For weeks, Fresno councilmen Miguel Arias and Garry Bredefeld have sounded the alarm on social and broadcast media about trash and homeless encampments along Caltrans property in Fresno.
A conversation on the topic was supposed to come to City Hall via a special Fresno City Council meeting at 9 a.m. Thursday.
But Fresno City Council President Paul Caprioglio canceled the special meeting Wednesday afternoon.
Instead, Caprioglio, Arias, and Bredefeld will meet Thursday with staff from the mayor’s office and local state lawmakers, as well as representatives of Caltrans and the California Highway Patrol.
They will all gather at 9 a.m. in the media room at City Hall. The meeting is open to the public.
“This will be a come to Jesus conversation for everyone,” Arias said.
Recent Brush Fire Near Homes and Chemical Plant
Arias said the tipping point was a recent brush fire along Highway 41 at Ventura and R streets in the vicinity of homes and a chemical processing facility.
“We literally had field techs next to the building in danger,” Arias said. “We can’t afford this kind of fire hazard next to houses and industrial.”
Arias also tweeted about a grass fire this week on 41 near Herndon and Bullard avenues.
— Miguel Arias (@MiguelArias_D3) July 31, 2019
Caltrans Will Wait Until After Meeting to Comment
“Caltrans hasn’t met that responsibility for decades. Enough is enough. It is a disgrace. It won’t be tolerated anymore.” — Councilman Garry Bredefeld
Arias said he is frustrated by Caltrans’ failure to respond to city requests to clean up its properties. Both he and Bredefeld threatened litigation if the state’s transportation agency fails to act.
“Caltrans hasn’t met that responsibility for decades. Enough is enough,” Bredefeld said. “It is a disgrace. It won’t be tolerated anymore.”
A local Caltrans official said the agency would reserve comment on the situation until after Thursday’s meeting.
Arias also puts the blame on lack of maintenance on the board that oversees Measure C, the county-wide sales tax funding transportation projects. According to Arias, because highways are used by all county residents, Measure C should chip in.
“They have failed to set up money to maintain them. That’s not something we can go to Sacramento for. That is something we are responsible locally,” Arias said.
Joint Pilot Program Underway
The city and Measure C are engaged in a pilot program started last year to deal with litter removal. Each side put in $100,000 and Caltrans contributed $200,000 according to Mike Leonardo, executive director of the Fresno County Transportation Authority. Measure C also has a similar deal with the city of Fowler.
“That’s not what Measure C does. (Arias) doesn’t even know what he’s talking about.” — Supervisor Buddy Mendes
Leonardo said the deal does not specifically cover weed abatement but doesn’t preclude it either.
Fresno County Supervisor Buddy Mendes, who chairs the Measure C authority, took offense to Arias’ assertions.

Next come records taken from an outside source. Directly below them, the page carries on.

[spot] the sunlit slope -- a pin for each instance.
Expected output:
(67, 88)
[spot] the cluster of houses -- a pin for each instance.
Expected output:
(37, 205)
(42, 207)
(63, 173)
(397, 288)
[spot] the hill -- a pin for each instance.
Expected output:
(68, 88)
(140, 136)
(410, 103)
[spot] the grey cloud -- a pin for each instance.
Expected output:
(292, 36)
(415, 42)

“That’s not what Measure C does,” Mendes said of his group’s role in weed abatement and homeless cleanup. “(Arias) doesn’t even know what he’s talking about.”
Leonardo added that when voters approved the continuation of Measure C in 2006, it was to build roads and other transit projects, not to maintain them. That job, he said, falls to Caltrans in the case of highways.
The Future Cleanliness of Fresno Highways
Arias expressed concern that if these problems aren’t fixed now, they might not ever be addressed.
“We are at the peak of economic activity in Fresno. If we cannot maintain the freeways in a way that is not a fire and health hazard now, we certainly cannot do it during the next recession,” he said. “That speaks of incompetence and lack of ownership by all of us at the table, and all of us responsible for taxpayers’ dollars in the maintenance and development of freeways.”
Bredefeld wants to hold the feet of the state’s top elected official to the fire.
“I ask that Gov. Newsom follow through on his pledge to the Central Valley that we will not be forgotten,” Bredefeld said.